Jazz music is an art of improvisation. It is a combination of improvisation, swing notes, back beats and blues with brass instruments. These ingredients have combined in different ways, with different factors, to make different types of jazz. From Dixieland to Chicago style to swing and soul, the different types all meet at one confluence.

Among the most popular and earliest forms of jazz music was New Orleans Dixieland jazz. This genre, in the city credited with birthing the jazz tradition, created jazz standards such as “When the Saints Go Marching In.” Dixieland Jazz dominated the scene in the early part of the 20th century, from about 1918-1928. It was known for its ragtime jazz sound, which was played over a rhythm section, unusual for jazz music shows. The rhythm sections often included guitars, banjos and drums. New Orleans Dixieland had a northern counterpart in Chicago style jazz, that implemented a faster pace to this form of rhythmic jazz.

Another type of jazz music, swing, dominated in the 1930s and through World War II. This genre was the main form of American popular music for much of this time and introduced the United States to exuberant big bands and band leaders. The genre was named for the strong swing notes played in the unique jazz style. The swing notes involved a style in which a first note in a rhythm was extended over a second note and improvised.

Bop was the next big jazz music movement in the mid 1940s through to the 1960s. This style was an up-tempo jazz insistent on harmony. It spawned jazz music legends such as Dizzy Gillespie, Charlie Parker and Thelonious Monk. Bop, to many listeners, sounded incomplete and rushed and led to a new revolution in the jazz movement with intricate melodies.

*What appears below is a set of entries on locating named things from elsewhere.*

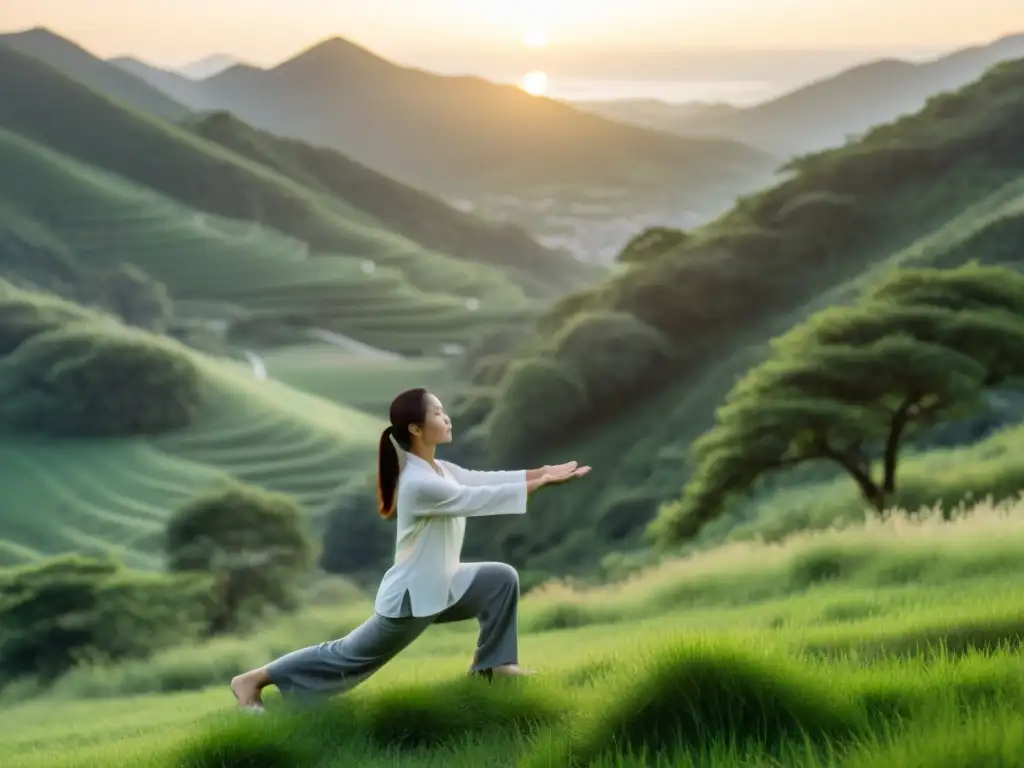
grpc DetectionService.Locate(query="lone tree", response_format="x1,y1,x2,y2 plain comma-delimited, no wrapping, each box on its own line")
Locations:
166,483,312,635
99,264,173,333
652,264,1024,543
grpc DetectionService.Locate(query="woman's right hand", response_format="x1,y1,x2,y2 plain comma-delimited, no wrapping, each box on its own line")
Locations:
526,464,590,494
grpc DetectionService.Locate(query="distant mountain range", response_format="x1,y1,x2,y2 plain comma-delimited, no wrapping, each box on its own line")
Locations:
574,35,1024,156
176,53,243,80
0,30,778,262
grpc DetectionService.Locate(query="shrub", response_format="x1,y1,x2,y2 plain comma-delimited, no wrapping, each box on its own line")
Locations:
0,281,100,356
552,312,672,407
166,484,312,634
0,324,203,437
97,264,172,333
0,556,210,685
486,357,587,461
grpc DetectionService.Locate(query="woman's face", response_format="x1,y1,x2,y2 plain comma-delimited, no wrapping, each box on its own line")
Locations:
410,392,452,445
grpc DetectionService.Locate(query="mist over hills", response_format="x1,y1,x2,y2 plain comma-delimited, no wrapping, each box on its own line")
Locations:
101,33,776,261
577,35,1024,157
0,28,190,120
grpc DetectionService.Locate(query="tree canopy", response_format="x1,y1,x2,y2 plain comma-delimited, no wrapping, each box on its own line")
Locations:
166,483,312,634
652,264,1024,543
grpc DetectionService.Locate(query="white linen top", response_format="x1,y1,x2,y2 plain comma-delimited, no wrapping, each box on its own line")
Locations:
374,454,526,618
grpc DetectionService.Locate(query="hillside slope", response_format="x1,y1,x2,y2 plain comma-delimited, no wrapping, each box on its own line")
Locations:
0,39,593,297
0,282,381,568
108,38,776,260
0,28,189,120
0,129,520,352
662,35,1024,156
450,60,1024,569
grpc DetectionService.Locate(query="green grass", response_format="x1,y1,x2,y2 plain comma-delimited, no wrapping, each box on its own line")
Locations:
471,162,1024,571
6,505,1024,768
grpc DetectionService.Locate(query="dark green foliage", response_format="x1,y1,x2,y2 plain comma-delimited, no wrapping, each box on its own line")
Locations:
97,264,173,333
0,281,101,356
487,357,587,461
473,312,673,460
173,714,317,768
0,556,210,687
551,312,673,408
548,644,865,766
319,477,394,577
0,40,600,303
190,112,602,296
653,266,1024,541
618,226,690,264
165,484,312,634
475,57,1024,468
0,323,203,437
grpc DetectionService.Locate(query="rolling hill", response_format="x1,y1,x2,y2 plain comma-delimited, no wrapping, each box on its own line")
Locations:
0,283,391,568
0,40,594,327
108,38,775,260
580,35,1024,157
0,28,189,120
450,55,1024,571
0,129,529,352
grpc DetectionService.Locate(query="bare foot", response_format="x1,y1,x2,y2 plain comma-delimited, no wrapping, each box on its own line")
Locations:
231,672,263,711
492,664,537,677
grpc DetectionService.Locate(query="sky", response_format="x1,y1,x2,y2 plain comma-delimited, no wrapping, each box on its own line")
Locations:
0,0,1024,99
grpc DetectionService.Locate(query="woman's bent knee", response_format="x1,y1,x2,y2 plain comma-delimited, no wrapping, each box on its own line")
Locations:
483,562,519,587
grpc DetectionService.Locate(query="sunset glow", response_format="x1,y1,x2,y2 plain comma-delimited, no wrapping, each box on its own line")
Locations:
522,30,548,48
519,72,548,96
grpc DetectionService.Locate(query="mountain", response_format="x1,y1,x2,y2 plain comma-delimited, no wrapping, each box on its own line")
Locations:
0,39,593,319
112,38,775,260
0,274,385,570
108,56,207,105
0,28,189,120
176,53,242,80
453,59,1024,571
662,35,1024,156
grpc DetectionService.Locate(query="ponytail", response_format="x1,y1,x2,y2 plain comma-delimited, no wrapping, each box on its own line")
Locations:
377,427,399,520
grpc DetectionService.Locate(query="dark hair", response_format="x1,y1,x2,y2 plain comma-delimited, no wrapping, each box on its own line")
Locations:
377,387,427,520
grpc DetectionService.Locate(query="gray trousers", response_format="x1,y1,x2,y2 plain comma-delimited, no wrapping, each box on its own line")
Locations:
267,562,519,698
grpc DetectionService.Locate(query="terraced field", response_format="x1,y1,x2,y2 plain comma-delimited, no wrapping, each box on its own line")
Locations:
262,342,454,419
0,348,382,568
0,130,531,351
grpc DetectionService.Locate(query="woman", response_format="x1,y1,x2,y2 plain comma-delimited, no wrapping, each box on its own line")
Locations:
231,389,590,711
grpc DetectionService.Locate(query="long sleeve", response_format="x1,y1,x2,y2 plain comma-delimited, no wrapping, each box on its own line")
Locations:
439,462,526,487
410,473,526,517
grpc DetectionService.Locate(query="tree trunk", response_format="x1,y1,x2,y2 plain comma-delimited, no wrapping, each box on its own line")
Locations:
882,396,916,495
824,450,887,512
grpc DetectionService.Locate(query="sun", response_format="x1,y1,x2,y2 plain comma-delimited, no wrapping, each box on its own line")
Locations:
519,72,548,96
522,29,548,48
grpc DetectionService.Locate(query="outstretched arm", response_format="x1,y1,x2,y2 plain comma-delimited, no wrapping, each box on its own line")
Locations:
439,462,577,487
407,467,590,517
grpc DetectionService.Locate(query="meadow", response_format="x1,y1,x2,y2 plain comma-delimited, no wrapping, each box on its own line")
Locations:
8,501,1024,768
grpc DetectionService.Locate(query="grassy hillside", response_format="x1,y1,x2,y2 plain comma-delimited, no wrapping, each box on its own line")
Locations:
108,39,776,261
6,505,1024,768
658,35,1024,157
0,28,189,120
0,40,592,300
0,283,422,568
0,129,529,352
189,112,603,296
450,55,1024,570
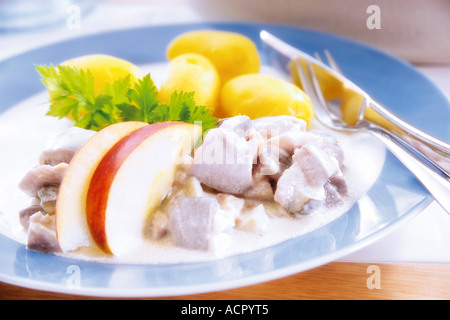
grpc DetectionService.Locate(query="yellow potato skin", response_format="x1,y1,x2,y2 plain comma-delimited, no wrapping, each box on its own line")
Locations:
219,74,314,126
167,30,261,84
158,53,221,113
61,54,144,94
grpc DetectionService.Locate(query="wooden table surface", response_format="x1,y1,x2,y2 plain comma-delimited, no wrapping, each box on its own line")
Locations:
0,262,450,300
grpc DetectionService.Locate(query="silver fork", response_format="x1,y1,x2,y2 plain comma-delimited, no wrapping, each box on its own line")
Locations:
295,53,450,214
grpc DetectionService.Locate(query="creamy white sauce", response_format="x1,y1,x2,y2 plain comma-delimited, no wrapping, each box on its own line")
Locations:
0,63,385,264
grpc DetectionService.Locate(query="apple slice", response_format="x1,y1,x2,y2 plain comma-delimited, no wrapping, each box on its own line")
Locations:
86,122,202,255
56,121,148,252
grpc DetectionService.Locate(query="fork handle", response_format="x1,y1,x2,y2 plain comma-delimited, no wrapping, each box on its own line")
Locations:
370,129,450,214
368,100,450,178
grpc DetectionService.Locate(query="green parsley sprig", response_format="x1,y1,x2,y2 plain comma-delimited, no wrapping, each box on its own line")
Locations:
36,65,218,132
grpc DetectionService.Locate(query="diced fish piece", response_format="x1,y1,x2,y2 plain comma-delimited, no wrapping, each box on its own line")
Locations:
321,135,344,168
144,210,169,240
237,204,270,234
300,199,324,214
243,164,273,201
19,204,45,230
27,212,61,253
216,193,245,217
274,143,340,213
39,127,95,166
169,197,219,250
328,171,348,196
19,163,68,197
292,144,339,186
190,128,258,194
274,162,325,213
252,116,306,139
219,116,253,138
38,185,59,215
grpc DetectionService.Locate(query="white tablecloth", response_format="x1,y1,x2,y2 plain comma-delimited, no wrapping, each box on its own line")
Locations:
0,0,450,263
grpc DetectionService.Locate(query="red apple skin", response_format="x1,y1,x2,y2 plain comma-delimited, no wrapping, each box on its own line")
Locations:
86,121,180,254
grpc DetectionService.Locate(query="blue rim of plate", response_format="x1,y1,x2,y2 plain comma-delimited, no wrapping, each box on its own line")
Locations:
0,23,450,297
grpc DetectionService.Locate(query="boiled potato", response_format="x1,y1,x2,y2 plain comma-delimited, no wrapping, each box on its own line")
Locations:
167,30,261,84
61,54,144,94
158,53,220,113
219,74,314,126
341,88,396,134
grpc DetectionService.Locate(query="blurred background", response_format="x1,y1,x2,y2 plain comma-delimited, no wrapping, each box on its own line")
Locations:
0,0,450,268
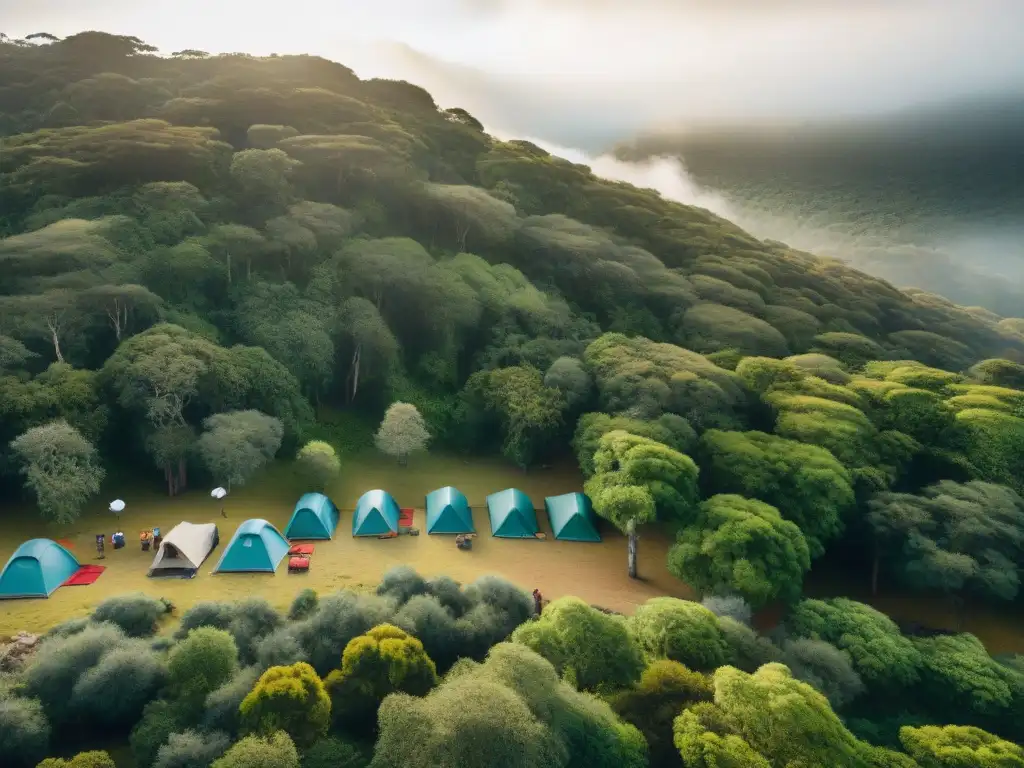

Cool Jazz followed in the 1950s and 60s with an easy tone. It avoided the abstractness of bop and incorporated Miles Davis into the musical lexicon. Free Jazz coincided with another different response to the tumult of bop. It answered with another abstract form, utilizing less composition, and introduced the world to John Coltrane. Latin jazz and soul jazz would also emerge in the following years and would bring the jazz sound to an audience never before reached.

Jazz fusion was introduced in the early 1970s and melded with rock at a time when that genre was reaching its zenith. With performers like Herbie Hancock and Frank Zappa, jazz fusion spelled a more mainstream approach to jazz music. And in the years that followed, leading up to the beginning of the 21st century, jazz would see itself further transform in other subgenres with the advent of pop fusion.

These genres, along with countless other minor movements in jazz, have spelled a century long love affair by American musicians to a form of music that is uniquely American. Like America, the jazz music of this country is diverse and free, with many different types and styles.